The Pilot, led by Shorefast and in partnership with Fogo Island Cooperative Society Ltd and local fishers, along with the support of our funding partners Canadian Centre for Fisheries Innovation and the Marine Institute at Memorial University, involves understanding whether seaweed can grow reliably in different areas around Fogo Island with the ability to produce enough harvest to make it practical to pursue as a new market diversification product. Nascent business exploration has indicated that small-scale production of seaweed products would fit well with the high-value and niche market that seaweed draws. If seaweed cultivation is successful, the Pilot has the potential to be a scalable diversification opportunity for many parts of Atlantic Canada.
Shorefast’s environmental stewardship coordinator is featured on CBC’s The Broadcast talking about the potential for seaweed cultivation on Fogo Island
An important part of Shorefast’s work under the banner of Environmental Stewardship is to find new ways to create economic opportunity for our community while relying on the inherent knowledge and geographic assets already in place.
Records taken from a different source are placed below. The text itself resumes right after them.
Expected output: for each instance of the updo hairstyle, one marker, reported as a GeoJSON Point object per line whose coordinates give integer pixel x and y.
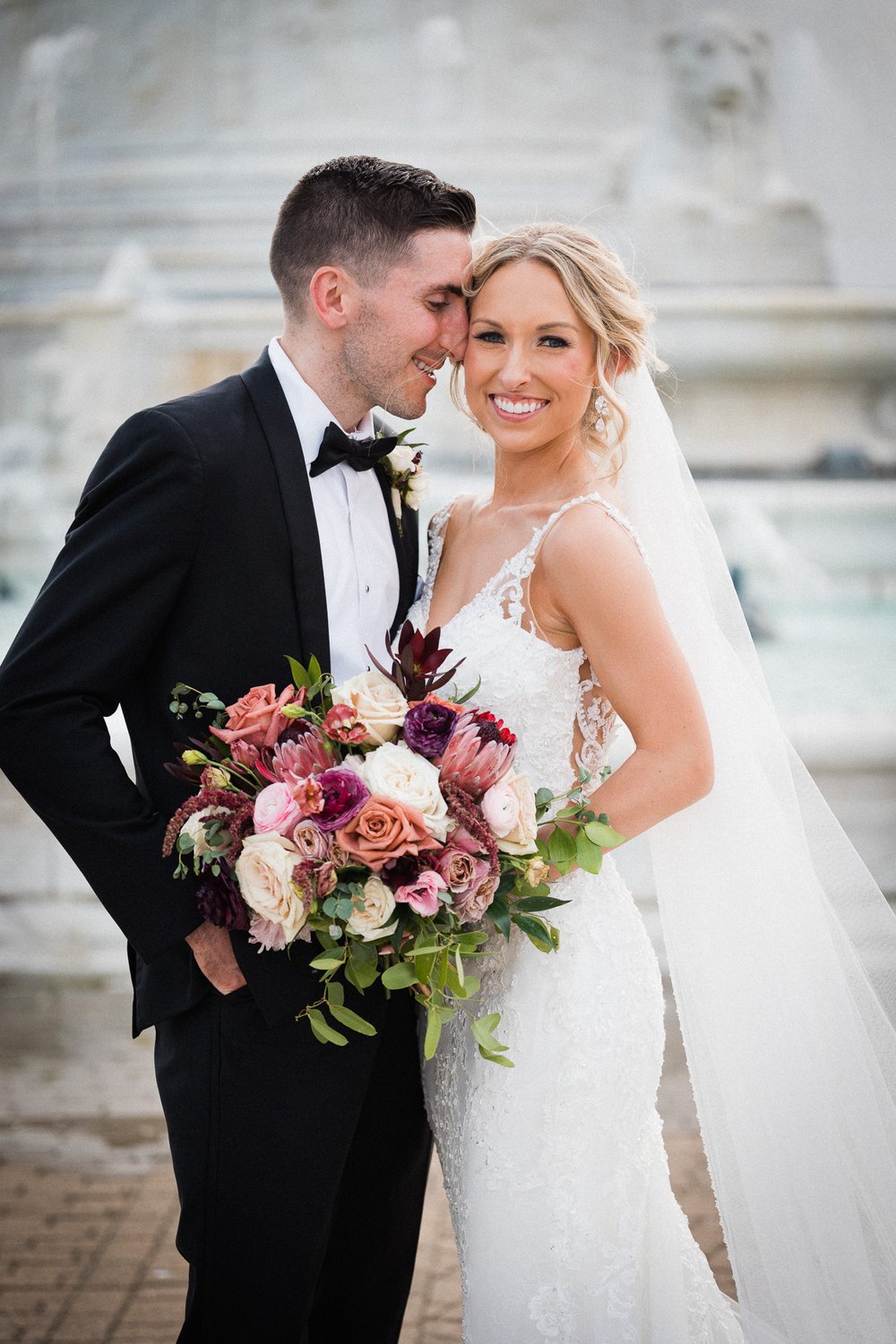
{"type": "Point", "coordinates": [605, 297]}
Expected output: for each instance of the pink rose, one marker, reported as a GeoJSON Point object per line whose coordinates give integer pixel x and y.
{"type": "Point", "coordinates": [255, 718]}
{"type": "Point", "coordinates": [276, 809]}
{"type": "Point", "coordinates": [424, 894]}
{"type": "Point", "coordinates": [461, 870]}
{"type": "Point", "coordinates": [470, 906]}
{"type": "Point", "coordinates": [384, 830]}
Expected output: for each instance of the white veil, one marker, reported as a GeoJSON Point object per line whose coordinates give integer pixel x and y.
{"type": "Point", "coordinates": [782, 953]}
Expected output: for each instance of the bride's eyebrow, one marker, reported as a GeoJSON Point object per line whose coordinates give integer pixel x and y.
{"type": "Point", "coordinates": [543, 327]}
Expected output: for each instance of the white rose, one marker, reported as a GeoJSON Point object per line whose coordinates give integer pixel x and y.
{"type": "Point", "coordinates": [508, 808]}
{"type": "Point", "coordinates": [418, 488]}
{"type": "Point", "coordinates": [402, 774]}
{"type": "Point", "coordinates": [378, 703]}
{"type": "Point", "coordinates": [265, 876]}
{"type": "Point", "coordinates": [402, 459]}
{"type": "Point", "coordinates": [195, 828]}
{"type": "Point", "coordinates": [379, 905]}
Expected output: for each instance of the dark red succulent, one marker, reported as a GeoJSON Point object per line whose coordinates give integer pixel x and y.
{"type": "Point", "coordinates": [417, 661]}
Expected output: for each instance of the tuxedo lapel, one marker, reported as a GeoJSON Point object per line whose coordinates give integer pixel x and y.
{"type": "Point", "coordinates": [285, 449]}
{"type": "Point", "coordinates": [405, 543]}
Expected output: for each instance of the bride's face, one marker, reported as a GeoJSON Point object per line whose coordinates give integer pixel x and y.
{"type": "Point", "coordinates": [530, 363]}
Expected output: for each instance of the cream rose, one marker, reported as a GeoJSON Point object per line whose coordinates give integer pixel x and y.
{"type": "Point", "coordinates": [265, 875]}
{"type": "Point", "coordinates": [379, 905]}
{"type": "Point", "coordinates": [508, 808]}
{"type": "Point", "coordinates": [418, 489]}
{"type": "Point", "coordinates": [378, 703]}
{"type": "Point", "coordinates": [402, 457]}
{"type": "Point", "coordinates": [400, 773]}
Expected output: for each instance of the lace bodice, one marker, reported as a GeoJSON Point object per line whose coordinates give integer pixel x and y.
{"type": "Point", "coordinates": [549, 696]}
{"type": "Point", "coordinates": [555, 1171]}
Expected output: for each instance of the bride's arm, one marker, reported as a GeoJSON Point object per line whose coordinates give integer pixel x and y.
{"type": "Point", "coordinates": [595, 585]}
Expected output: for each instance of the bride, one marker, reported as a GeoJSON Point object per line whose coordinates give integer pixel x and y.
{"type": "Point", "coordinates": [589, 588]}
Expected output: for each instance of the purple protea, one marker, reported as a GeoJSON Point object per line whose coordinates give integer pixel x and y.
{"type": "Point", "coordinates": [429, 726]}
{"type": "Point", "coordinates": [478, 753]}
{"type": "Point", "coordinates": [344, 796]}
{"type": "Point", "coordinates": [220, 902]}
Crucially, seaweed is a sustainable, plant-based nutritional food that has economic and environmental benefits: growing seaweed is environmentally regenerative and adds to the health of the marine ecosystem, while also capturing carbon. Most published literature suggests that aquaculture – including seaweed – enhances lobster stocks in the vicinity, a relationship that dovetails well with our community’s strong fishing economy.
At the meeting in August our environmental stewardship coordinator and other community engagement facilitators fielded questions and feedback about the next steps of the project with many community members showing interest in getting involved with the initiative. The group, as well as Shorefast and its partners, is enthused by the notion of Fogo Island becoming a pioneer in seaweed cultivation along the North Atlantic coast.
In the current phase of the project, seaweed test plots have been mapped around the island and we are preparing to deploy test lines that will be regularly monitored. Recent results look promising and if all goes well, we anticipate being able to harvest the seaweed in the summer of 2023; at this point we will have a greater understanding of the opportunity going forward.
As part of our efforts to build a market, Fogo Island Inn’s kitchen has been experimenting with potential food products that could result from a seaweed harvest. Two recent small-batch products, which can be found on display at the Orange Lodge on Fogo Island, include Black Kelp Mustard and Sea Buckthorn Sauce. Tim Charles, Executive Chef of the Fogo Island Inn, says the condiments can be paired with anything, but, of course, he highly recommends them with cod!